Skeptics of an attack on Iran’s nuclear program are
reasonable to wonder why it is that a nuclear Iran cannot be deterred as
Russia, China, and even North Korea seem to be. After all, the “balance of
terror” has prevented the hostile use of nuclear force since 1945. Why is Iran
different?
For one, Iran is the foremost state sponsor of terrorism on earth. It exports terrorists
and arms throughout the region and beyond, and there are no guarantees that it
won’t play a similarly reckless game with nuclear material. At minimum, the
terrorist elements in Iran’s orbit would be emboldened by Iran’s new nuclear
might. Their numbers would surely grow, as would their willingness to court
risk.
Iran maintains the largest arsenal of ballistic missiles
in the region. It can certainly deliver a warhead to targets inside the Middle East, and
it’s fast-tracking the development of space-launch vehicles that can threaten the U.S. mainland.
Even if Tehran were a rational actor that could be reliably deterred, an
acknowledged Iranian bomb would kick-start a race toward nuclear proliferation
in the region. The Saudis, the Turks, the Egyptians, and others would probably
be compelled to seek their own nuclear deterrents, leading to an infinitely
more complex security environment.
In the meantime, Iran would be able to blackmail the
West, allowing it to occasionally choke off the trade and energy exports that
transit the Persian Gulf and to engage in far more reckless acts of
international terrorism. At the very least, a nuclear Iran would compel the
U.S. to devote more resources to the region and augment its forces in the
Middle East — probably at the behest of our rattled regional partners.
The outcomes that would follow an Iranian breakout range
from bad to unimaginably catastrophic. Taking proactive measures to ensure that
the United States never has to confront them is the bare minimum we should
expect from a competent steward of U.S. interests. The Iranian regime must know
that it will face existential consequences if it continues on its present
course.
Indeed, as indicated by the regime’s responses to the
U.S. strikes on its naval assets in 1988 and the 2020 operation that
neutralized Qasem Soleimani, regime survival often takes precedence over Iran’s
narrower military goals when it is confronted with the prospect of a general
war with the United States. On those two occasions, the regime chose to
de-escalate, albeit amid superficial and face-saving displays of aggression.

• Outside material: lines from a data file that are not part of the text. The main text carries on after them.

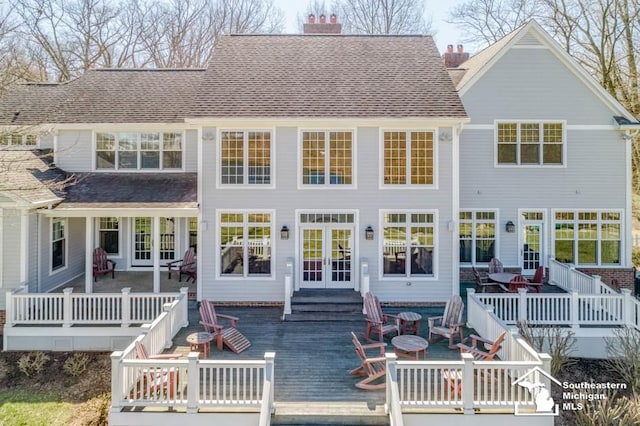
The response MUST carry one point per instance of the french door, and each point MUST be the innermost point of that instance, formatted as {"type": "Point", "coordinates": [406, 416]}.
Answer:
{"type": "Point", "coordinates": [326, 252]}
{"type": "Point", "coordinates": [143, 241]}
{"type": "Point", "coordinates": [532, 234]}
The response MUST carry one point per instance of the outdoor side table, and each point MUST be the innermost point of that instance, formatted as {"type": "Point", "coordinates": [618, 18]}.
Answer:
{"type": "Point", "coordinates": [410, 346]}
{"type": "Point", "coordinates": [200, 342]}
{"type": "Point", "coordinates": [409, 322]}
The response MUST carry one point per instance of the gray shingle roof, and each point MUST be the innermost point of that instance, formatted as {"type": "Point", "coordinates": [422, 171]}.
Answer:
{"type": "Point", "coordinates": [327, 76]}
{"type": "Point", "coordinates": [30, 104]}
{"type": "Point", "coordinates": [105, 96]}
{"type": "Point", "coordinates": [30, 176]}
{"type": "Point", "coordinates": [133, 190]}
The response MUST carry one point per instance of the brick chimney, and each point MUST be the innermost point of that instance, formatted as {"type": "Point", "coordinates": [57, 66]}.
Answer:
{"type": "Point", "coordinates": [323, 27]}
{"type": "Point", "coordinates": [453, 59]}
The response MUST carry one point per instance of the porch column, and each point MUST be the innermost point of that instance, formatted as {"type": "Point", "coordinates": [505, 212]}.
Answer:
{"type": "Point", "coordinates": [156, 254]}
{"type": "Point", "coordinates": [88, 255]}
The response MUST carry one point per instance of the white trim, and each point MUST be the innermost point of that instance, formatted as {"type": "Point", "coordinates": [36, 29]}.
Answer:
{"type": "Point", "coordinates": [436, 142]}
{"type": "Point", "coordinates": [564, 58]}
{"type": "Point", "coordinates": [65, 222]}
{"type": "Point", "coordinates": [496, 245]}
{"type": "Point", "coordinates": [436, 246]}
{"type": "Point", "coordinates": [575, 210]}
{"type": "Point", "coordinates": [245, 276]}
{"type": "Point", "coordinates": [591, 127]}
{"type": "Point", "coordinates": [544, 233]}
{"type": "Point", "coordinates": [24, 243]}
{"type": "Point", "coordinates": [139, 168]}
{"type": "Point", "coordinates": [245, 150]}
{"type": "Point", "coordinates": [356, 240]}
{"type": "Point", "coordinates": [327, 184]}
{"type": "Point", "coordinates": [518, 144]}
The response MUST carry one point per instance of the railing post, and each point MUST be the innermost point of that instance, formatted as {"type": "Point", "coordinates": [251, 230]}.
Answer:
{"type": "Point", "coordinates": [184, 306]}
{"type": "Point", "coordinates": [288, 287]}
{"type": "Point", "coordinates": [392, 376]}
{"type": "Point", "coordinates": [193, 382]}
{"type": "Point", "coordinates": [269, 370]}
{"type": "Point", "coordinates": [168, 335]}
{"type": "Point", "coordinates": [67, 312]}
{"type": "Point", "coordinates": [575, 309]}
{"type": "Point", "coordinates": [627, 308]}
{"type": "Point", "coordinates": [116, 381]}
{"type": "Point", "coordinates": [467, 383]}
{"type": "Point", "coordinates": [126, 307]}
{"type": "Point", "coordinates": [523, 309]}
{"type": "Point", "coordinates": [364, 276]}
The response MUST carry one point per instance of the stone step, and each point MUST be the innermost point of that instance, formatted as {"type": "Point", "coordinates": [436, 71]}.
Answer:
{"type": "Point", "coordinates": [328, 413]}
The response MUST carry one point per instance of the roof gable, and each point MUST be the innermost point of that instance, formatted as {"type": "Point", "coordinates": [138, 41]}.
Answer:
{"type": "Point", "coordinates": [531, 35]}
{"type": "Point", "coordinates": [280, 76]}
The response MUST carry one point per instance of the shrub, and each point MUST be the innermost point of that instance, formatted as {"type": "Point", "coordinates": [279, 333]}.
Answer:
{"type": "Point", "coordinates": [95, 412]}
{"type": "Point", "coordinates": [33, 363]}
{"type": "Point", "coordinates": [620, 411]}
{"type": "Point", "coordinates": [558, 342]}
{"type": "Point", "coordinates": [76, 364]}
{"type": "Point", "coordinates": [624, 355]}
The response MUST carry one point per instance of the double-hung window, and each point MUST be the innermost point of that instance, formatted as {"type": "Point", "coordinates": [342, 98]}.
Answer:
{"type": "Point", "coordinates": [130, 151]}
{"type": "Point", "coordinates": [327, 158]}
{"type": "Point", "coordinates": [409, 158]}
{"type": "Point", "coordinates": [530, 143]}
{"type": "Point", "coordinates": [408, 244]}
{"type": "Point", "coordinates": [18, 140]}
{"type": "Point", "coordinates": [477, 236]}
{"type": "Point", "coordinates": [245, 244]}
{"type": "Point", "coordinates": [58, 244]}
{"type": "Point", "coordinates": [109, 234]}
{"type": "Point", "coordinates": [588, 237]}
{"type": "Point", "coordinates": [245, 157]}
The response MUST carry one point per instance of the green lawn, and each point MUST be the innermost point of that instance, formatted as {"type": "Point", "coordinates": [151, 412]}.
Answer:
{"type": "Point", "coordinates": [34, 408]}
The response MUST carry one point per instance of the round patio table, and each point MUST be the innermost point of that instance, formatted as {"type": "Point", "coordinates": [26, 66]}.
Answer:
{"type": "Point", "coordinates": [410, 346]}
{"type": "Point", "coordinates": [200, 342]}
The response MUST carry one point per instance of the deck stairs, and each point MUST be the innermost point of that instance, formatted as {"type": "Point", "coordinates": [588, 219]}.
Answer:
{"type": "Point", "coordinates": [326, 305]}
{"type": "Point", "coordinates": [328, 413]}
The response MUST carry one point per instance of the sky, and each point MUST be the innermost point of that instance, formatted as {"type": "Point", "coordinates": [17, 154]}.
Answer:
{"type": "Point", "coordinates": [437, 9]}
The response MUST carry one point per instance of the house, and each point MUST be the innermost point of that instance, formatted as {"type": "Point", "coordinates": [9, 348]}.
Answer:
{"type": "Point", "coordinates": [329, 151]}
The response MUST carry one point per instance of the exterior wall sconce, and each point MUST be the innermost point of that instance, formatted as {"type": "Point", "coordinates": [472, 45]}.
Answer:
{"type": "Point", "coordinates": [284, 233]}
{"type": "Point", "coordinates": [510, 227]}
{"type": "Point", "coordinates": [368, 233]}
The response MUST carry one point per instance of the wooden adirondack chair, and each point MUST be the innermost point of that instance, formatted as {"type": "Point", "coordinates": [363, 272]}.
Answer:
{"type": "Point", "coordinates": [377, 321]}
{"type": "Point", "coordinates": [185, 266]}
{"type": "Point", "coordinates": [482, 353]}
{"type": "Point", "coordinates": [450, 323]}
{"type": "Point", "coordinates": [536, 281]}
{"type": "Point", "coordinates": [372, 368]}
{"type": "Point", "coordinates": [228, 336]}
{"type": "Point", "coordinates": [155, 382]}
{"type": "Point", "coordinates": [102, 264]}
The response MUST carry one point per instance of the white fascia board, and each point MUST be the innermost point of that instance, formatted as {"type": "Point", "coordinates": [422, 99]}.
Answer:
{"type": "Point", "coordinates": [121, 212]}
{"type": "Point", "coordinates": [325, 122]}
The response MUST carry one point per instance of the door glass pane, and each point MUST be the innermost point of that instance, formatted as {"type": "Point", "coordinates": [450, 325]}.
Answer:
{"type": "Point", "coordinates": [312, 254]}
{"type": "Point", "coordinates": [341, 255]}
{"type": "Point", "coordinates": [531, 247]}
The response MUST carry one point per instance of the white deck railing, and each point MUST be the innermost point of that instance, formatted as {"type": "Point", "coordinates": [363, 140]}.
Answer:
{"type": "Point", "coordinates": [568, 309]}
{"type": "Point", "coordinates": [67, 309]}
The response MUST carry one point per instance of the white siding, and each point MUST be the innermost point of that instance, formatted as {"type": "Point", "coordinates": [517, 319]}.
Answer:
{"type": "Point", "coordinates": [368, 199]}
{"type": "Point", "coordinates": [75, 150]}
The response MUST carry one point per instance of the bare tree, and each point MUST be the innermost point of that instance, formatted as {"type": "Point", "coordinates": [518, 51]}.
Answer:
{"type": "Point", "coordinates": [483, 22]}
{"type": "Point", "coordinates": [383, 16]}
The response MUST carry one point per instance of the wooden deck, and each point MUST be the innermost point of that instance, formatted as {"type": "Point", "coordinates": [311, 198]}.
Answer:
{"type": "Point", "coordinates": [312, 358]}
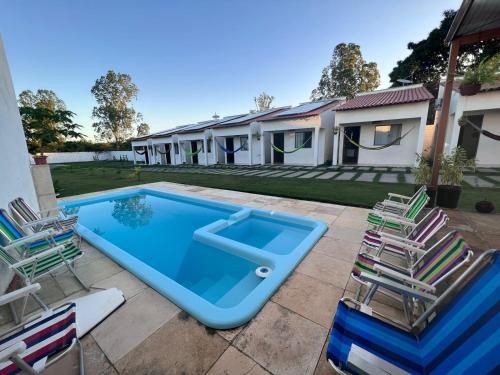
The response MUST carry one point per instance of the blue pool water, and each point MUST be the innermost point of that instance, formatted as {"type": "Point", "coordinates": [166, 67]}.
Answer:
{"type": "Point", "coordinates": [203, 255]}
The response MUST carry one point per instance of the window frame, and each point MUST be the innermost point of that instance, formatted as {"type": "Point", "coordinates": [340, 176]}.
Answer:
{"type": "Point", "coordinates": [398, 125]}
{"type": "Point", "coordinates": [306, 136]}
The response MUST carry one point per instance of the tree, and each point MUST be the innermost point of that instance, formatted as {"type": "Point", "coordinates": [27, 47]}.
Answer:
{"type": "Point", "coordinates": [428, 59]}
{"type": "Point", "coordinates": [263, 102]}
{"type": "Point", "coordinates": [142, 129]}
{"type": "Point", "coordinates": [113, 93]}
{"type": "Point", "coordinates": [44, 127]}
{"type": "Point", "coordinates": [46, 121]}
{"type": "Point", "coordinates": [346, 74]}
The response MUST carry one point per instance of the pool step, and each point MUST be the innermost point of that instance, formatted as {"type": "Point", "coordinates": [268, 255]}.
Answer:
{"type": "Point", "coordinates": [233, 296]}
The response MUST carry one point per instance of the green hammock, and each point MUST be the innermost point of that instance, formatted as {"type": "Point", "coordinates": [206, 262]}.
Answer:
{"type": "Point", "coordinates": [377, 147]}
{"type": "Point", "coordinates": [277, 149]}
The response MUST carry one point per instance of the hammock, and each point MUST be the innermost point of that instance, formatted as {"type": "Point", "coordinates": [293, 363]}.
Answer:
{"type": "Point", "coordinates": [463, 121]}
{"type": "Point", "coordinates": [277, 149]}
{"type": "Point", "coordinates": [230, 151]}
{"type": "Point", "coordinates": [376, 148]}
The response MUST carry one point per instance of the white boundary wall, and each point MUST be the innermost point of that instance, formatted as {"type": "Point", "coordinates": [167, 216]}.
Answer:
{"type": "Point", "coordinates": [76, 157]}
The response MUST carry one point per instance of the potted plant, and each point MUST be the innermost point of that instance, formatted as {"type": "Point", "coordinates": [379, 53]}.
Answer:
{"type": "Point", "coordinates": [488, 71]}
{"type": "Point", "coordinates": [485, 206]}
{"type": "Point", "coordinates": [423, 174]}
{"type": "Point", "coordinates": [452, 175]}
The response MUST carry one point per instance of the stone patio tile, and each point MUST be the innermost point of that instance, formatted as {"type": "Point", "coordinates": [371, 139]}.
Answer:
{"type": "Point", "coordinates": [366, 177]}
{"type": "Point", "coordinates": [132, 323]}
{"type": "Point", "coordinates": [409, 178]}
{"type": "Point", "coordinates": [338, 249]}
{"type": "Point", "coordinates": [389, 178]}
{"type": "Point", "coordinates": [477, 181]}
{"type": "Point", "coordinates": [282, 341]}
{"type": "Point", "coordinates": [234, 362]}
{"type": "Point", "coordinates": [345, 176]}
{"type": "Point", "coordinates": [125, 281]}
{"type": "Point", "coordinates": [309, 297]}
{"type": "Point", "coordinates": [327, 175]}
{"type": "Point", "coordinates": [295, 174]}
{"type": "Point", "coordinates": [181, 346]}
{"type": "Point", "coordinates": [311, 174]}
{"type": "Point", "coordinates": [326, 268]}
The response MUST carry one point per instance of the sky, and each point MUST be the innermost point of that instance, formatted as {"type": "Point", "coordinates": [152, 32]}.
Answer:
{"type": "Point", "coordinates": [191, 59]}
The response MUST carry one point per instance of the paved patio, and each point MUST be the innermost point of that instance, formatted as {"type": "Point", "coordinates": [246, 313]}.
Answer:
{"type": "Point", "coordinates": [482, 177]}
{"type": "Point", "coordinates": [151, 335]}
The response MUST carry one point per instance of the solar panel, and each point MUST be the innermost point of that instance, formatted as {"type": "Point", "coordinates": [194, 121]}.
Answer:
{"type": "Point", "coordinates": [305, 107]}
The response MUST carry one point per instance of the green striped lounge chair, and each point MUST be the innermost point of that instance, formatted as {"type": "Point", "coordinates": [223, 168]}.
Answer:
{"type": "Point", "coordinates": [26, 216]}
{"type": "Point", "coordinates": [27, 244]}
{"type": "Point", "coordinates": [401, 221]}
{"type": "Point", "coordinates": [419, 283]}
{"type": "Point", "coordinates": [419, 234]}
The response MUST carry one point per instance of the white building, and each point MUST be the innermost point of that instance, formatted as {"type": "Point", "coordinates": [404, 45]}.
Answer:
{"type": "Point", "coordinates": [301, 135]}
{"type": "Point", "coordinates": [483, 110]}
{"type": "Point", "coordinates": [375, 119]}
{"type": "Point", "coordinates": [242, 134]}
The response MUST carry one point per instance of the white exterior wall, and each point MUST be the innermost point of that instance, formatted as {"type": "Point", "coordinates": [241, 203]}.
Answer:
{"type": "Point", "coordinates": [409, 115]}
{"type": "Point", "coordinates": [315, 155]}
{"type": "Point", "coordinates": [485, 103]}
{"type": "Point", "coordinates": [16, 180]}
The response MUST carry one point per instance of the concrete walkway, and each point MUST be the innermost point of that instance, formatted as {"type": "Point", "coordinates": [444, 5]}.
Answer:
{"type": "Point", "coordinates": [483, 177]}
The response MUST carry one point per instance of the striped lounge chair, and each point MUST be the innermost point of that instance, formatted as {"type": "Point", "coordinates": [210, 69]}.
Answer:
{"type": "Point", "coordinates": [417, 236]}
{"type": "Point", "coordinates": [420, 281]}
{"type": "Point", "coordinates": [463, 338]}
{"type": "Point", "coordinates": [11, 234]}
{"type": "Point", "coordinates": [26, 216]}
{"type": "Point", "coordinates": [399, 221]}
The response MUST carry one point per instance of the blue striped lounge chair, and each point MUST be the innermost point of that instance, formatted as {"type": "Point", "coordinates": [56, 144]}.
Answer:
{"type": "Point", "coordinates": [462, 338]}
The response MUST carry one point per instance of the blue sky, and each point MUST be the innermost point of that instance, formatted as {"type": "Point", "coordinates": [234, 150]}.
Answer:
{"type": "Point", "coordinates": [193, 58]}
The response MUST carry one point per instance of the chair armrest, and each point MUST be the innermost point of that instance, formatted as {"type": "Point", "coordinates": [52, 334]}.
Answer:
{"type": "Point", "coordinates": [19, 293]}
{"type": "Point", "coordinates": [394, 274]}
{"type": "Point", "coordinates": [397, 287]}
{"type": "Point", "coordinates": [29, 239]}
{"type": "Point", "coordinates": [12, 350]}
{"type": "Point", "coordinates": [403, 197]}
{"type": "Point", "coordinates": [35, 257]}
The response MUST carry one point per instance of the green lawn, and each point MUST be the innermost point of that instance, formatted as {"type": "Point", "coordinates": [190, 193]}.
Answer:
{"type": "Point", "coordinates": [80, 178]}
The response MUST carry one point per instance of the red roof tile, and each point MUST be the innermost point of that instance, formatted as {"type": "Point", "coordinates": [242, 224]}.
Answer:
{"type": "Point", "coordinates": [403, 95]}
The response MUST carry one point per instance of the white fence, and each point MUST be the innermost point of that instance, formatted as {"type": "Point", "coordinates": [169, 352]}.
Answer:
{"type": "Point", "coordinates": [76, 157]}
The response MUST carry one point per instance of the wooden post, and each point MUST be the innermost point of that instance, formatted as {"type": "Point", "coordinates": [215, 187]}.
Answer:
{"type": "Point", "coordinates": [445, 111]}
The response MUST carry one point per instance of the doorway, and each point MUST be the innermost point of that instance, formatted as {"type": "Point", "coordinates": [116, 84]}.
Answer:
{"type": "Point", "coordinates": [194, 148]}
{"type": "Point", "coordinates": [350, 152]}
{"type": "Point", "coordinates": [279, 142]}
{"type": "Point", "coordinates": [468, 137]}
{"type": "Point", "coordinates": [230, 147]}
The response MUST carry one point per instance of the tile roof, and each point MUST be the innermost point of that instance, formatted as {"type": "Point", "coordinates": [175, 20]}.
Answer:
{"type": "Point", "coordinates": [400, 95]}
{"type": "Point", "coordinates": [305, 110]}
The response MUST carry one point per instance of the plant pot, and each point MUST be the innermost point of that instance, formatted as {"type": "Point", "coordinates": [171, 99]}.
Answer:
{"type": "Point", "coordinates": [448, 196]}
{"type": "Point", "coordinates": [485, 207]}
{"type": "Point", "coordinates": [469, 89]}
{"type": "Point", "coordinates": [40, 159]}
{"type": "Point", "coordinates": [431, 192]}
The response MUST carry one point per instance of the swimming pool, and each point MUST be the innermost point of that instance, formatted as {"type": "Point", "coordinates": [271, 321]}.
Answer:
{"type": "Point", "coordinates": [217, 261]}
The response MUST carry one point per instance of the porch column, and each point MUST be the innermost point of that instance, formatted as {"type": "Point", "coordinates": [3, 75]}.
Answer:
{"type": "Point", "coordinates": [335, 153]}
{"type": "Point", "coordinates": [250, 146]}
{"type": "Point", "coordinates": [205, 149]}
{"type": "Point", "coordinates": [421, 135]}
{"type": "Point", "coordinates": [316, 146]}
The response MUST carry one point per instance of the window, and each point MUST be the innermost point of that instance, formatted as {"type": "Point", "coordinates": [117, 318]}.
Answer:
{"type": "Point", "coordinates": [244, 143]}
{"type": "Point", "coordinates": [303, 139]}
{"type": "Point", "coordinates": [385, 134]}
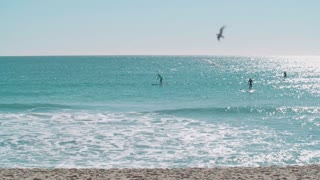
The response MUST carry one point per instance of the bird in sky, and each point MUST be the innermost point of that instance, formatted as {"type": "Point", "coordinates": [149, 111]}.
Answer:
{"type": "Point", "coordinates": [220, 34]}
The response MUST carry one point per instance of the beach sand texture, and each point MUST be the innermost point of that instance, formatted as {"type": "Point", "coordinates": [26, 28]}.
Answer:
{"type": "Point", "coordinates": [272, 172]}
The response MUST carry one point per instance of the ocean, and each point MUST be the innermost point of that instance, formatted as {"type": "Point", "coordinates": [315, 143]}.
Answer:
{"type": "Point", "coordinates": [106, 112]}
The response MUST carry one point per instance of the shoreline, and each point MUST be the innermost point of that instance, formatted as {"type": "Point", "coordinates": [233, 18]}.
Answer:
{"type": "Point", "coordinates": [270, 172]}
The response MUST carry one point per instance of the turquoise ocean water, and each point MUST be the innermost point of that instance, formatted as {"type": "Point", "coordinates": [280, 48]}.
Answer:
{"type": "Point", "coordinates": [103, 111]}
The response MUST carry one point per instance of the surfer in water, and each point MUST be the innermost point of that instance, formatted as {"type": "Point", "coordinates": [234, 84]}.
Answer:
{"type": "Point", "coordinates": [160, 77]}
{"type": "Point", "coordinates": [250, 83]}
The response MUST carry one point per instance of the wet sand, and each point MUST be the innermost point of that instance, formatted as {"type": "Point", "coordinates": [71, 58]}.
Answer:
{"type": "Point", "coordinates": [272, 172]}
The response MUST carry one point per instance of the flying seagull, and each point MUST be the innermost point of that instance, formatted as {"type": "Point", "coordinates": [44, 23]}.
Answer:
{"type": "Point", "coordinates": [220, 34]}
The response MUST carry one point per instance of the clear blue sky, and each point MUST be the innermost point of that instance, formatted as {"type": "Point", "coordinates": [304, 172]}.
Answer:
{"type": "Point", "coordinates": [159, 27]}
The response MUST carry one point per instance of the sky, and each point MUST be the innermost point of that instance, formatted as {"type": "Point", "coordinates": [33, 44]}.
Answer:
{"type": "Point", "coordinates": [159, 27]}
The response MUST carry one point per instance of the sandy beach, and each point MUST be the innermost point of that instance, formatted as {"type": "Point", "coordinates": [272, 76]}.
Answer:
{"type": "Point", "coordinates": [272, 172]}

It’s possible that a similar sequence of events could
follow an Israeli strike on the Iranian nuclear program — particularly if it’s
an operation in which the United States takes a supporting role. Iranian
retaliation might be measured with the understanding that if it’s not properly
calibrated, the U.S. and Israel could begin taking out Iranian
command-and-control targets next. If the symbols of the regime begin crumbling,
the oppressed Iranian people might find the courage to finish the job. If
there’s anything the mullahs fear more than the U.S. military, it’s their own
citizens.
That may be an optimistic scenario, but it’s not
unlikely. Even if an operation targeting Iranian nuclear sites leads Tehran to
miscalculate itself into a larger regional conflict, it’s one the West knows
how to fight. A world in which Iran acts with impunity while hiding behind its
nuclear arsenal would be a more dangerous world that leaves Washington in
uncharted territory. All we can predict is that the new status quo in the
Middle East would leave the U.S. with fewer resources and options to confront
the growing challenges to its interests in Europe and the Western Pacific.
There will be those who will insist that the U.S. support
for, or even participation in, an Israeli operation against Iran’s nuclear
facilities is a hijacking of U.S. foreign policy — a by-product of the Jewish
State’s mesmeric hold over Washington. Nothing could be further from the truth.
The United States is directly threatened by the Islamic Republic. It has been
since its inception in 1979. We cannot tolerate an atomic Iran, and we have
spent the past decade doing everything possible to avoid a military
confrontation over Tehran’s nuclear program. Iran summoned the whirlwind it’s
about to reap. Don’t let it try to tell you otherwise.